2011 seçimlerini 9.49 yüzde ve 80 bine yakın oyla tamamlayan MHP 2014 yılında 11.90 yüzdelik ve 106 bin oya ulaşmış.
2011 seçimlerine bağımsız adayla giren şimdiki HDP yüzde 5 ile aldığı 42 bin oyu 2014 yerel seçimlerinde 6.20 ve 55 bin sayısına çıkarmış.
Mesele genel seçimlerde 8058 oy alan Saadet Partisi, yerel seçimde oyunu 3 katına çıkararak 25 bine kadar gelmiş.
Cumhurbaşkanlığı seçimlerinde:
AKP yüzde 60 = 475 bin oy
CHP yüzde 30 = 228 bin oy
HDP yüzde 11 = 83 bin oy gibi sandıkları zorlayan rakamlara ulaşmışlar.
İktidarın gücü, ekonomisi, ekonomik veriler, demokratikleşme arzuları, yeni anayasa gibi faktörlere rağmen AKP oylarında başlayan küçük düşmelerin; ekonomi yönetimine müdahale, dış politika açmazları, iç güvenlik yasası, yolsuzluklar, yandaş kayırma, otoriterleşme ve Sünnileştirme eğilimi, başkanlık sisteminin diktatörlük olarak algılanması ve çözüm süreci, aday listelerinin yarattığı hoşnutsuzluk gibi değişkenlerle daha büyük kopmalara neden olacağını söylemek için siyaset bilimci olmaya gerek yoktur. İthal adayların geçen dönemden daha fazla dile getirildiği AKP’nin işi kolay değil anlayacağınız.

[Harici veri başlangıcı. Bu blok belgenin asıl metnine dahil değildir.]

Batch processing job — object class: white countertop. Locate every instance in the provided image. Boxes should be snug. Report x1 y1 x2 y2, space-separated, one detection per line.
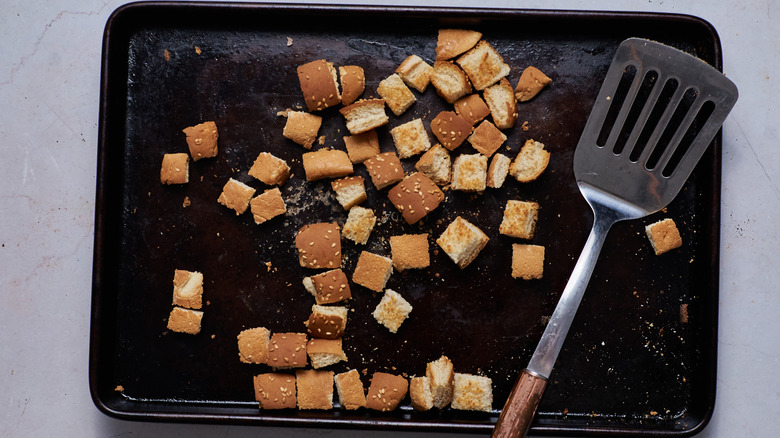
0 0 780 437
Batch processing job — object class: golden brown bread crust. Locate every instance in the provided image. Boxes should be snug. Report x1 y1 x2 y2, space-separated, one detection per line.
297 59 341 111
160 153 190 184
483 78 517 129
515 65 552 102
352 251 393 292
282 111 322 149
376 73 417 116
366 372 409 412
182 121 219 161
173 269 203 309
168 307 203 335
455 40 514 92
344 129 379 163
237 327 271 364
645 218 682 255
217 178 255 215
454 93 490 126
253 373 298 409
390 118 431 159
363 152 404 190
310 269 352 304
431 61 471 103
512 243 544 280
249 187 287 225
387 172 444 225
469 120 506 157
303 149 353 181
390 234 431 271
436 29 482 61
268 333 308 369
339 65 366 106
304 304 347 339
249 152 290 186
334 370 366 410
431 111 472 151
339 99 390 135
295 222 341 269
295 370 333 409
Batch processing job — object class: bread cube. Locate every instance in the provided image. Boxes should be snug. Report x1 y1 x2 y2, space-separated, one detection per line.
483 78 517 129
431 61 471 103
455 40 514 90
295 370 333 409
297 59 341 111
373 289 412 333
295 222 341 269
160 153 190 184
395 55 433 93
339 99 390 135
237 327 271 364
366 372 409 412
431 111 471 151
454 94 490 126
282 111 322 149
376 73 417 116
267 333 308 369
512 243 544 280
344 129 379 163
173 269 203 309
333 369 366 410
645 219 682 255
253 373 298 409
509 140 550 182
409 376 433 412
515 65 552 102
249 187 287 225
352 251 393 292
306 338 347 369
390 119 431 159
182 121 219 161
342 206 376 245
303 269 352 304
217 178 255 215
387 172 444 225
330 176 367 210
339 65 366 106
469 120 506 157
302 149 353 181
450 154 487 192
487 154 512 189
390 234 431 271
436 29 482 61
436 216 490 269
305 304 347 339
414 144 452 186
425 356 455 409
168 307 203 335
249 152 290 186
498 199 539 239
363 152 405 190
450 373 493 412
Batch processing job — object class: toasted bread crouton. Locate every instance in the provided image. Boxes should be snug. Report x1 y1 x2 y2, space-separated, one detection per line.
395 55 433 93
509 140 550 182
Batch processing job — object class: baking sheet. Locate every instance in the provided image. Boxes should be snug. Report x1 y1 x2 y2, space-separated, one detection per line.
90 3 720 435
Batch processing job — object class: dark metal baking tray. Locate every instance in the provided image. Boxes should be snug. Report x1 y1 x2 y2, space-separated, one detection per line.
90 3 721 435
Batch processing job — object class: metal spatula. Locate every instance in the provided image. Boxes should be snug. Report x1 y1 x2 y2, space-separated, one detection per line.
493 38 737 437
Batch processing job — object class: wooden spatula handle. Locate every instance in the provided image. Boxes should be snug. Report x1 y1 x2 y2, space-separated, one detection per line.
493 370 547 438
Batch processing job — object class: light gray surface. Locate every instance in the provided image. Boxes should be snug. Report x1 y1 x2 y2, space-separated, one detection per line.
0 0 780 438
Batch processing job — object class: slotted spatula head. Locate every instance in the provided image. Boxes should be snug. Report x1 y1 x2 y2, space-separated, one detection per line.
574 38 738 219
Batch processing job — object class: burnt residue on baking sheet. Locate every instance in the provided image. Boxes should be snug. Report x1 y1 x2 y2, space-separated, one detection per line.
91 3 719 435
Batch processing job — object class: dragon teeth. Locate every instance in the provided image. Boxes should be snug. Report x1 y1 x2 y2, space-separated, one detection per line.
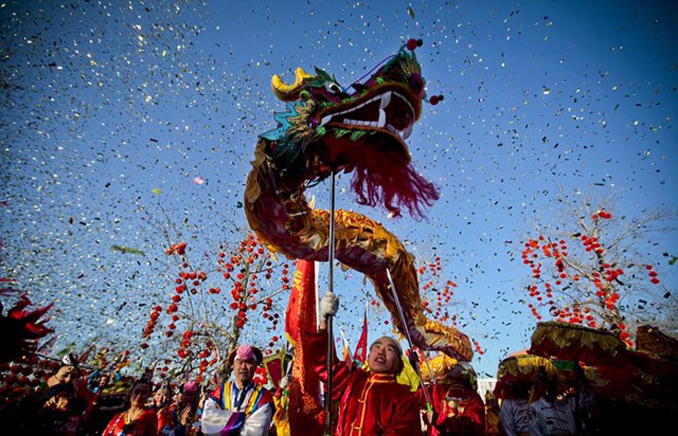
376 109 386 127
379 91 393 110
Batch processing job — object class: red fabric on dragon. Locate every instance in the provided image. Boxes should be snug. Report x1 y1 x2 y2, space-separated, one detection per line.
245 47 473 360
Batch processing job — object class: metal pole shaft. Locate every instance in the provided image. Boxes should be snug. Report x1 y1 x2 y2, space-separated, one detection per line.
325 170 335 436
386 268 433 411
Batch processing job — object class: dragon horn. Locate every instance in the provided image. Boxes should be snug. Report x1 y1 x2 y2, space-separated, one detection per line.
271 68 314 101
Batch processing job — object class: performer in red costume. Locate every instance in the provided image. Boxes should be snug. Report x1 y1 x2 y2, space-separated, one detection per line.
201 345 275 436
103 378 158 436
417 362 485 436
306 292 423 436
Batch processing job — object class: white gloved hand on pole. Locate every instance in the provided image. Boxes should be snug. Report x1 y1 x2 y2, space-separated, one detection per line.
320 291 339 319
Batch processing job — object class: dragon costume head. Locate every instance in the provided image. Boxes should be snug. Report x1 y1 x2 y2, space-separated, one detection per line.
261 42 438 217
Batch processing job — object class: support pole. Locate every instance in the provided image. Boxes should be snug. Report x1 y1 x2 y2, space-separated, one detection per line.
386 268 433 412
325 170 335 436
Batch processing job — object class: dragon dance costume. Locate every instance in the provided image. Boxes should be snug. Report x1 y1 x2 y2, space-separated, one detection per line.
244 41 473 361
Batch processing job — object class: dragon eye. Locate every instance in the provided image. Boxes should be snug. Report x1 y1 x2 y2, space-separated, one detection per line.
325 82 343 94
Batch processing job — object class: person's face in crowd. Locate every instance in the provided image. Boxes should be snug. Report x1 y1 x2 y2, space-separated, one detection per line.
130 383 151 407
233 359 257 386
179 391 198 406
153 388 170 407
54 365 80 386
367 338 398 374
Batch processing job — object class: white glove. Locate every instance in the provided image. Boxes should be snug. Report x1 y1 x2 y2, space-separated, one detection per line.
320 291 339 319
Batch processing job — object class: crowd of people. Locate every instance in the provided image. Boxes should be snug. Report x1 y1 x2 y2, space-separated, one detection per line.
0 293 676 436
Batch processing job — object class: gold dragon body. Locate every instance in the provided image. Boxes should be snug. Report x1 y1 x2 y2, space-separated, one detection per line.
244 44 473 360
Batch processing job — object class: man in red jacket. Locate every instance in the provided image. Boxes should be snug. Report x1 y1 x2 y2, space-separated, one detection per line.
306 292 423 436
417 362 485 436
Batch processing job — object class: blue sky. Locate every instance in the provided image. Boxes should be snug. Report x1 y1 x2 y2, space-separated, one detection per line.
0 1 678 374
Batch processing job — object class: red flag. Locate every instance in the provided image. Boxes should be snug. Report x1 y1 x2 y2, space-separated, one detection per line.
353 306 369 363
285 259 325 435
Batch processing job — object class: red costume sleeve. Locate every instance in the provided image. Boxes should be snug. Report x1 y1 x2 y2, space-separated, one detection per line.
434 386 485 435
303 330 353 401
383 392 423 436
140 410 158 436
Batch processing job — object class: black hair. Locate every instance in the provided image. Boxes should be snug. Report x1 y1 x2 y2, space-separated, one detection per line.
129 377 153 394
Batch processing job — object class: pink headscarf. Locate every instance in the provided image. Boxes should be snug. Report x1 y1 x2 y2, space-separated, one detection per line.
235 345 258 362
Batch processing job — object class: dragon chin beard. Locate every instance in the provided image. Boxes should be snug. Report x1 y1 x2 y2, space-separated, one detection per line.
340 145 439 219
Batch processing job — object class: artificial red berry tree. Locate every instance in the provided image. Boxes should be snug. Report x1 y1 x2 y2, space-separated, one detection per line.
141 233 291 381
521 198 670 346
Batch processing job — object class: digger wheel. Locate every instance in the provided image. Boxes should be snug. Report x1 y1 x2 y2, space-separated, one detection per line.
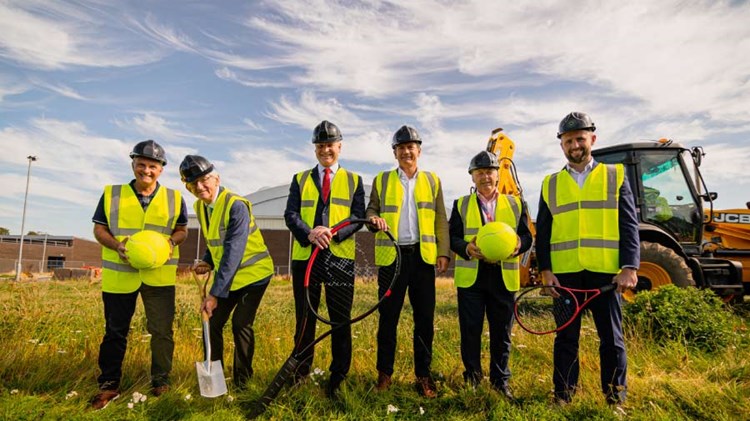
623 241 695 301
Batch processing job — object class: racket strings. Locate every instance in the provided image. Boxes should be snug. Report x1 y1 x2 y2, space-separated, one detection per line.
307 232 399 324
516 287 578 333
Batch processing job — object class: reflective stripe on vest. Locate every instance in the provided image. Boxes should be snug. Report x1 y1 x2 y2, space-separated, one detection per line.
102 184 182 294
193 188 273 291
373 170 440 266
292 167 359 260
542 164 625 273
453 193 521 291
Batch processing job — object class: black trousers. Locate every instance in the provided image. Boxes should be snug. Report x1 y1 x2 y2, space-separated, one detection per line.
552 271 628 403
292 249 354 378
97 284 175 390
377 246 435 377
458 264 514 387
204 276 271 386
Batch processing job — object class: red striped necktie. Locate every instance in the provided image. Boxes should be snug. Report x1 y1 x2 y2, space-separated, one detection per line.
323 168 331 202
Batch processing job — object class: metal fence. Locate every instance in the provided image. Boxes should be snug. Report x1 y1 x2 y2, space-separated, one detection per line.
0 259 85 274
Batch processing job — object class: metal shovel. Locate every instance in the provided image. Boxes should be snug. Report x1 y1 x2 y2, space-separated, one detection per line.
195 311 227 398
194 272 227 398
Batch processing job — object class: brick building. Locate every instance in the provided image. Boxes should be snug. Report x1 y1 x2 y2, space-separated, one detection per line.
0 235 102 273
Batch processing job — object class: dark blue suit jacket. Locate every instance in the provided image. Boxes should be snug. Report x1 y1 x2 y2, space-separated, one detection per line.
536 163 641 271
284 165 365 247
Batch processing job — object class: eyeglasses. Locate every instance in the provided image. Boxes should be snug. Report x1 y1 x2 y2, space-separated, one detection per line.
185 174 215 190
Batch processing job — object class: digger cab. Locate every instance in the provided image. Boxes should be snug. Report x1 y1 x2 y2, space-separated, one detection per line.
592 139 743 299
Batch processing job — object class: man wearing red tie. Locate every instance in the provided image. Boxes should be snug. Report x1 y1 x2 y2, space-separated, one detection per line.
284 120 365 397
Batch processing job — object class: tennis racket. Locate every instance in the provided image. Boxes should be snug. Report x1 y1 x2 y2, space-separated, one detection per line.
513 284 617 335
249 219 401 418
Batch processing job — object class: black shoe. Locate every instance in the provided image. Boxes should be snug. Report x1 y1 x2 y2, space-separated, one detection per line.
492 384 516 402
326 374 346 399
416 377 437 399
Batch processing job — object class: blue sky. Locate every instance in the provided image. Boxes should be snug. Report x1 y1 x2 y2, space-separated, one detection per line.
0 0 750 238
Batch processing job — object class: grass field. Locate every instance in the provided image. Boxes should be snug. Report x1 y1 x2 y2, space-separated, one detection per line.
0 278 750 420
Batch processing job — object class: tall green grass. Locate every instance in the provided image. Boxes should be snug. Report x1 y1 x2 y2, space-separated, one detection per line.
0 278 750 420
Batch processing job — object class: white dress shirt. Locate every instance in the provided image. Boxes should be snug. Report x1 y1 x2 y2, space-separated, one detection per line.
397 168 419 245
565 158 596 188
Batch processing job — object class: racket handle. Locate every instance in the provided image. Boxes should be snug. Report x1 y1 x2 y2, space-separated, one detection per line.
248 355 299 419
599 284 617 292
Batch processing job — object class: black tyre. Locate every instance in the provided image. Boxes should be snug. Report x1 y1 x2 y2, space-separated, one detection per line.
623 241 695 301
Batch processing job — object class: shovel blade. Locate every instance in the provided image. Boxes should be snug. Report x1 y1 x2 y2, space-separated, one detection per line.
195 361 227 398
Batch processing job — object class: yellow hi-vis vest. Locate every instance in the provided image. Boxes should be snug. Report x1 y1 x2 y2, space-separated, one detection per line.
542 164 625 273
193 188 273 291
292 167 359 260
102 184 182 294
453 193 521 291
373 170 440 266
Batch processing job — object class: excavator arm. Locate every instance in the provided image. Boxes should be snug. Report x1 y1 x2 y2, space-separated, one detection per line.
487 128 522 196
487 128 541 286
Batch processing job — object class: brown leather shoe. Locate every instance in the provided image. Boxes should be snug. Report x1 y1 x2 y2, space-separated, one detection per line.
151 384 169 398
417 377 437 399
375 371 393 392
91 390 120 411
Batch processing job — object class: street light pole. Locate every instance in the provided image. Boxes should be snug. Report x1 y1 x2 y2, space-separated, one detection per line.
16 155 36 281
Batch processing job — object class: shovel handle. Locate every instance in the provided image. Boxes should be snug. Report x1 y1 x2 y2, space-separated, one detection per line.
247 355 299 419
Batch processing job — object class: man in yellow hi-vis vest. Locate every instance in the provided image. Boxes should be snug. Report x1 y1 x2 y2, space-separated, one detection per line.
284 120 365 397
367 126 450 398
180 155 273 389
536 112 640 405
450 151 532 400
91 140 188 409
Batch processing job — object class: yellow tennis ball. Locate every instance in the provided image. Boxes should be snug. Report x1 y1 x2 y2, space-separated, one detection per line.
125 230 169 269
477 222 518 263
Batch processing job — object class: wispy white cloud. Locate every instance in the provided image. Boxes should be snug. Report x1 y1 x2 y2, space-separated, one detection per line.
242 118 268 133
115 112 207 141
0 0 163 69
214 67 289 88
32 79 88 101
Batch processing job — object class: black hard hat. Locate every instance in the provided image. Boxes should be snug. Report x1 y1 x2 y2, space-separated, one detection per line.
180 155 214 183
469 151 500 174
313 120 344 143
391 126 422 149
557 111 596 139
130 139 167 165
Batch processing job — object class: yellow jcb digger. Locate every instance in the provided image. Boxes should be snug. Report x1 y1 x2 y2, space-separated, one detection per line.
487 129 750 300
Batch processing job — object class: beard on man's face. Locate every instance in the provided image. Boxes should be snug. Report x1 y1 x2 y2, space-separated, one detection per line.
565 145 591 164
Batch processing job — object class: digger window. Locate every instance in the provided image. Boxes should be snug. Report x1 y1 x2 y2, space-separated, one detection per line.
641 152 699 243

CHP açısından bir çok ilde yapılan önseçimlerin yarattığı sinerji, Genel Başkan Kemal Kılıçdaroğlu’nun emeklilere ve banka borçlularına yönelik toplumda yankı uyandıran vaatleri, alkışlı, kedili seçim kampanyasına erken başlaması bir avantaj olarak görülüyor.Meh
MHP’de liste başı adayı Ümit Özdağ ile yakaladığı heyecanı koruyarak 2 milletvekili sınırını sonuna kadar zorlamak peşinde.12 Eylül öncesi siyaset yapan isimlerin de geri döndüğü parti, çözüm sürecine yönelik endişelerle birlikte oy patlaması yapacak gibi görünüyor.
Flaş isimleri listesine dahil ederek listenin başına Celal Doğan gibi bir markayı getiren HDP’de kuşkusuz tüm hesapları alt-üst edecek potansiyele sahip. İkinci sıra adayı Prof. Dr. Mahmut Toğrul’un, Pazarcıklı bir alevi-kürt olması CHP’nin aleyhinde gibi görünse de Türk solunun desteğini alacağını bildiğim HDP, barajı kesinlikle aşacaktır.
Böyle bir tablo Gaziantep’in dengelerini değiştirir mi?
Evet…
En azından para babalarının değil, halkın vekilleri seçilir.